In this context it is interesting to observe that, in the context in which the SEC has filed charges of civil fraud against Goldman Sachs, the Department of Justice is investigating those charges, and Goldman Sachs has begun an internal review of its business practices, we now have a report of the "vox populi" of the shareholders. Here is the BBC News summary of that report:
A filing by the bank with the regulator, the Securities and Exchange Commission (SEC), said several lawsuits had been brought against it, accusing the firm of a "breach of fiduciary duty, corporate waste, abuse of control, mismanagement and unjust enrichment".
Shareholders accused Goldman of failing to implement proper risk management procedures while designing and selling complex mortgage-backed derivatives that lost investors huge sums of money.
"[The] defendants failed to implement controls with respect to the evaluation, approval and management of the structure, risk, marketing and distribution" of the derivatives, the filing said.
They also alleged there was a conflict of interest in the way in which the derivatives were sold.
"[The] transactions were neither approved or reviewed by independent members of the [Goldman] board, but instead were reviewed and approved by long-term members of management whose compensation was directly linked to the approval and completion of the proposed transactions."
Shareholders also accused the bank of not fully disclosing facts that should have been made public.
In one action against the firm, shareholders alleged the bank was forewarned it may face charges concerning its role in the sale of the complex derivatives, but failed to disclose this fact.
As a direct result of Goldman's dealings in mortgage derivatives, and the resultant charges of fraud by the regulator, shareholders said the bank "has been significantly and materially damaged, faces billions of dollars of liability and has suffered serious damage to its reputation and image".
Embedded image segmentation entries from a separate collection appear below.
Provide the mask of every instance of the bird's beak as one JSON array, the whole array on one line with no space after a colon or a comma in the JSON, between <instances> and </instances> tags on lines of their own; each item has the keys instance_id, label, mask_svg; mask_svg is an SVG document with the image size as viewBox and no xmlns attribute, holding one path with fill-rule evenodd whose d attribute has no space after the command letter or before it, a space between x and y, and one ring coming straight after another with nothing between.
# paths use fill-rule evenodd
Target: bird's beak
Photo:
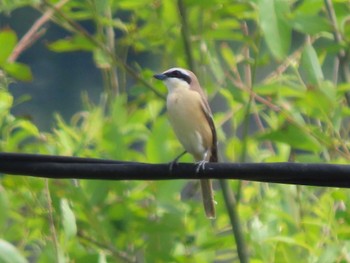
<instances>
[{"instance_id":1,"label":"bird's beak","mask_svg":"<svg viewBox=\"0 0 350 263\"><path fill-rule=\"evenodd\" d=\"M153 77L159 80L165 80L167 78L165 74L155 74Z\"/></svg>"}]
</instances>

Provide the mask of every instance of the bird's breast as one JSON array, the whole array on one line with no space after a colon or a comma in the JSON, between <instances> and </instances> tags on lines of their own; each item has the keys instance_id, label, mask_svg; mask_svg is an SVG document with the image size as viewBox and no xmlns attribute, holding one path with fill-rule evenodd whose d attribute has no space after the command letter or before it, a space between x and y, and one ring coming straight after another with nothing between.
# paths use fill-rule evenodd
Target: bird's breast
<instances>
[{"instance_id":1,"label":"bird's breast","mask_svg":"<svg viewBox=\"0 0 350 263\"><path fill-rule=\"evenodd\" d=\"M182 89L167 97L169 121L174 132L196 160L201 160L211 145L211 131L202 110L201 97L196 91Z\"/></svg>"}]
</instances>

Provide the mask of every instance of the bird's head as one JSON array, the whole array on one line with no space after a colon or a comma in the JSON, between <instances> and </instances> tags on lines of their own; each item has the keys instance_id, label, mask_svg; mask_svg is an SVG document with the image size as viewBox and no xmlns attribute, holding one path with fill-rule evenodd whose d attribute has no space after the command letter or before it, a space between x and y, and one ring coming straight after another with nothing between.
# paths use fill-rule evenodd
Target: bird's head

In its filing, Goldman said it expected further shareholder actions to be brought against it.
It is important to note that these are civil lawsuits. In other words the shareholders are seeking compensation for corporate mismanagement, rather than punitive measures for criminal acts. As is always the case when shareholders are involved, it's all about the money.
So what do the shareholders hope to achieve, and is this an effective way to achieve it? Put another way, for what do the shareholders expect compensation? The GS shares had their worst quarter in 4Q 2008, and most smoothing functions will show that the price has been on relatively steady recovery since then. That price is still some distance from the highs of October of 2007, but are the shareholders actually trying to use civil litigation to make up for losses on the New York Stock Exchange? If so, what will they do next? Sue Harrah's for paying out according to odds that probabilistically favor the house? Are we not at least on the threshold of a working definition of "frivolous lawsuit?"
What makes these actions even more suspect is that the shareholders already have a voice. If they really think that Goldman Sachs has a serious problem with poor management, then they can vote in a new Board of Directors to press for reorganization of the company on a large scale. Through such voting they can even deny the CEO a seat on the Board. Isn't this the way corporate governance is supposed to work?
From a point of view of "risk management," there is a good chance that this "shareholder activism" is more likely to make things worse than improve them. It would seem that the most likely consequence of this breaking news will be a decline in the GS price. (According to the Yahoo! Finance Real-Time ticker, the price is down but not yet to a point of 1% of the opening value.) This seems more like an example of irrationality in the face of crisis, rather than a case for the virtues of self-regulation through corporate governance!